Traffic is at a standstill on Interstate 65 northbound as officials work to clear abandoned vehicles in Hoover, Ala. Jan. 29, 2014.
HAL YEAGER/AP

Trading postal funds for highway funds

President Obama recently gave a big speech on infrastructure, making the case that making investments in roads, bridges, and rail would boost the economy, create jobs, and keep the nation more competitive. Of particular interest, Obama also reminded Congress that the nation’s Highway Trust Fund, which finances nearly all federally-supported transportation infrastructure in the United States, will run out of money entirely this summer unless Congress acts.
 
“It’s a crisis, it is,” Rep. Reid Ribble (R-Wis.), a member of the Transportation and Infrastructure Committee, recently said. “The Highway Trust Fund goes insolvent in July or sometime around there, and so we’ve got to figure out how we’re going to fund it.”
 
House Majority Leader Eric Cantor (R-Va.) believes he’s figured it out: cut money from the Postal Service and redirect those funds to transportation.
Republican leaders in the House last week announced plans to use about $15 billion they said could be saved from ending Saturday letter deliveries by the Post Office to pay for at least one year’s worth of transportation projects.
 
Advocates for both the Postal Service and increased transportation funding have objected to the plan because they argue that the two separate funding issues should not be combined.
In a memo to his members, released late last week, Cantor agreed that the Highway Trust Fund “will require an additional transfer of funds” prior to Congress taking August off. The Virginia Republican said he and the rest of the GOP leadership “firmly believe that this is the best way to ensure continued funding.”
 
And that’s where this gets a little tricky.
 
The Highway Trust Fund is generally supposed to be financed by a federal gas tax, which hasn’t been raised in over two decades. Republicans won’t allow an increase, and so transportation financing has become far more challenging.
 
GOP lawmakers could also consider deficit financing – that’s still their policy of choice when it comes to tax cuts – but House Republicans have ruled this out as a possibility, too. Why can the cost of tax breaks be borrowed, but the cost of infrastructure investments not? Because GOP leaders say so.
 
Complicating matters a little more, because the right won’t touch the federal gas tax, Washington is facing a transportation shortfall well into the future. Cantor’s plan is intended to make up the difference this year, though it’s a temporary fix and his party has no long-term solution.
 
For what it’s worth, though, Cantor’s proposal picked up some unexpected support yesterday.

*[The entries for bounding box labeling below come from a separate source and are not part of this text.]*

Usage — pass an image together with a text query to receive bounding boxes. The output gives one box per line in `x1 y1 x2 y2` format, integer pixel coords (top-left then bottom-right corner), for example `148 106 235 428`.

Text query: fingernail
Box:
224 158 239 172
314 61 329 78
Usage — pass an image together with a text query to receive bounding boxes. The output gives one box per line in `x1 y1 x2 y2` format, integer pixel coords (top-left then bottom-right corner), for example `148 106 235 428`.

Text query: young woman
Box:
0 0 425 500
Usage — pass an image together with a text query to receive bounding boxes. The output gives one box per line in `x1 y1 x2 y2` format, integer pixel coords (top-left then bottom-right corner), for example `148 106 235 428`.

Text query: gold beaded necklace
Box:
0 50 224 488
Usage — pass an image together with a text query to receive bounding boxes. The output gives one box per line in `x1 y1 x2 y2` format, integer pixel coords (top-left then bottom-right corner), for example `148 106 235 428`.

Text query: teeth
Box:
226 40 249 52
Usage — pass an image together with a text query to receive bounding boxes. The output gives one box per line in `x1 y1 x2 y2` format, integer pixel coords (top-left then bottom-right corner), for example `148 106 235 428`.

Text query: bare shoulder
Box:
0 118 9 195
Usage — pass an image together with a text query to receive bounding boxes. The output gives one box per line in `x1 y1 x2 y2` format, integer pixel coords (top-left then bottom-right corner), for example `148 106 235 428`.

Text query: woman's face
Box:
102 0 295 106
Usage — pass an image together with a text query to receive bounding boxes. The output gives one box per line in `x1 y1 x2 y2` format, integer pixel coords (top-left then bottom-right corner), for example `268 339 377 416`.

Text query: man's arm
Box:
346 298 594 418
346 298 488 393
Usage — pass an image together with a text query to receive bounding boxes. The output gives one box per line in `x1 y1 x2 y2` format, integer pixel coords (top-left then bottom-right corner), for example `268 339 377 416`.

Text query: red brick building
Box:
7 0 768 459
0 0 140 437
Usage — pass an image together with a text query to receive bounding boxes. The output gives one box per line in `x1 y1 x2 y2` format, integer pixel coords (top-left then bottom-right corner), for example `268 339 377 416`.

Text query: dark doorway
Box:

Postmaster General Patrick Donahoe said Monday that he is OK with a House GOP plan to tie cut backs in mail delivery to transportation funding in an interview with the Washington Post.
 
Donahoe said the plan from Republican leaders to use approximately $15 billion they say can be saved by eliminating Saturday letter deliveries might make it more likely that lawmakers can agree on a broad postal reform package.
 
“We not only need five-day delivery,” Donahoe told the paper. “But I would say, if this was able to help take the angst out of the [broader postal] legislation for some lawmakers, that would help us out.”